Data Warehousing, Mining and Migration

Introduction

Pharmaceutical companies, large and small, struggle with how best to manage data in general, but image data has its own set of challenges that increase the complexity, diversity and size of the data sets. In addition, the ability to warehouse this data in such a way that it can be migrated or accessed as new uses for the data are found or if data needs to be routed for other various reasons is a challenge for many organizations. Licensing, merging or divesting a drug or pipeline of drugs is an example of data requiring migration to a new company or location. In over 90% of the cases where imaging is used in a clinical study, it plays a role as an efficacy endpoint. This means, in the case of licensing, acquisition or when generally performing due diligence on the results of the efficacy of a drug, the image analysis performed, and therefore the images themselves, is one of the most important endpoints to determine the value of the drug by disclosing the effect it makes on patient disease management resulting in the financial importance of the drug. Without proper warehousing and storage of these large and complex datasets, it can be nearly impossible to rebuild the datasets, provide access to the measurements made on the images (i.e. the longest diameter of a target tumor in the oncology criteria RECIST1.1) and demonstrate the reproducibility of the evidence needed to prove the results that were likely provided to a regulatory agency. Without reproducibility in the results, efficacy is based on faith instead of hard evidence.

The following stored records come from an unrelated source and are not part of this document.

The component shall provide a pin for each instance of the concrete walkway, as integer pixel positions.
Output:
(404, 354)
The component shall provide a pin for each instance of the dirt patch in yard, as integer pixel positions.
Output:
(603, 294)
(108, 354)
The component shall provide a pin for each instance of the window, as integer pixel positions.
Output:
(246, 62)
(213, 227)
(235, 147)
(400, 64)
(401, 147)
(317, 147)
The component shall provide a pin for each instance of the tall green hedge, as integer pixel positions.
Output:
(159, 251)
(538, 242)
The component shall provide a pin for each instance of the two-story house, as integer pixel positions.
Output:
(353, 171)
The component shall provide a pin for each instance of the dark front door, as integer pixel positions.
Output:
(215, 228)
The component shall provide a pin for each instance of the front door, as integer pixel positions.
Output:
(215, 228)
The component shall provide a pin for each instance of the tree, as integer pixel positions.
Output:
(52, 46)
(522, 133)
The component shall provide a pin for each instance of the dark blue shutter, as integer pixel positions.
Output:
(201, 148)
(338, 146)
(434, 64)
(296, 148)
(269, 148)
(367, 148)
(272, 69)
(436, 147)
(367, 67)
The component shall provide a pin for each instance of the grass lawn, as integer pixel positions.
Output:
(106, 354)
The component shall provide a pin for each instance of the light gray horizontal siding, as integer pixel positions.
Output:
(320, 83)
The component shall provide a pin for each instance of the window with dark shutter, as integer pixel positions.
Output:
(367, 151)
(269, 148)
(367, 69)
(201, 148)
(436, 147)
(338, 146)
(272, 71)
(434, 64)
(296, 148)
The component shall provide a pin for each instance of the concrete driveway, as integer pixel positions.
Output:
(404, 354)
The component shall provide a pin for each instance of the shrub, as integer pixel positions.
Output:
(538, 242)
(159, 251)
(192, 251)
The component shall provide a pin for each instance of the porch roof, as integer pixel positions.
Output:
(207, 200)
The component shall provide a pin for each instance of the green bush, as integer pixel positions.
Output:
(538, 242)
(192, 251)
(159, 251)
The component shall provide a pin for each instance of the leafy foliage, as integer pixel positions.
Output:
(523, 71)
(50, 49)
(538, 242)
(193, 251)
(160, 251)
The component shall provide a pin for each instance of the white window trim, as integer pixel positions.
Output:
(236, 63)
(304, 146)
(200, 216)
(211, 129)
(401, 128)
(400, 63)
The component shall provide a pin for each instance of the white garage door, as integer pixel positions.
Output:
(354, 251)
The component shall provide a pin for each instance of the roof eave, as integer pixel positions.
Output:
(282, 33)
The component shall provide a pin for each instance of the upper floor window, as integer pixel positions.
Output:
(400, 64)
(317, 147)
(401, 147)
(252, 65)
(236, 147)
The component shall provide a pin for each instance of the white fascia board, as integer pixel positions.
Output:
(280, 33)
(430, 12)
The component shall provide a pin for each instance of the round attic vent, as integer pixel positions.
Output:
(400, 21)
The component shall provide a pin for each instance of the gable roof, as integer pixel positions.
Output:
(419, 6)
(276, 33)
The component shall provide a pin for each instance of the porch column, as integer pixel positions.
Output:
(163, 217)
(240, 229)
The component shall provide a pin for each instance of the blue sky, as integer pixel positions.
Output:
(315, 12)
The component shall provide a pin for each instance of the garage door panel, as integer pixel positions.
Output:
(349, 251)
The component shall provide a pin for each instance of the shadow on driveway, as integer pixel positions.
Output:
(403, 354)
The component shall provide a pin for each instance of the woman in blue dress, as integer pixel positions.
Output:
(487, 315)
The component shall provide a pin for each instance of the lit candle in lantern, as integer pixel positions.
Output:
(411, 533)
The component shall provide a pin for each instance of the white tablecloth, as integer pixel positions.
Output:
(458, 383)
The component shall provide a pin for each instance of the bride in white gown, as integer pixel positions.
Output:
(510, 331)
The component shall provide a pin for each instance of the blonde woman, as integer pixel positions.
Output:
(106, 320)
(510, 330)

Most imaging studies are conducted at third-party locations such as independent or university corelabs. They have processes and systems built to manage the data for the duration of a study and through the conduct of a trial. When the trial has completed enrollment and all the analysis from the blinded reads are completed that data is returned to the pharmaceutical company. In most cases, they receive a box full of digital media, possibly a hard drive of the very important source images used for the blinded read and screen captures of the measurements that where produced by the readers, along with an output file of the case report form (CRF) information collected from the reader. In some cases, the clinical team receiving the data has no idea what to do with the data and sends it off in a box for long-term storage at places like Iron Mountain where is sits on fragile media and drives that have various shelf lives. If the corelab retains the information, it is also likely sent to long-term storage until recalled, which can take as long as three to six months to regain access.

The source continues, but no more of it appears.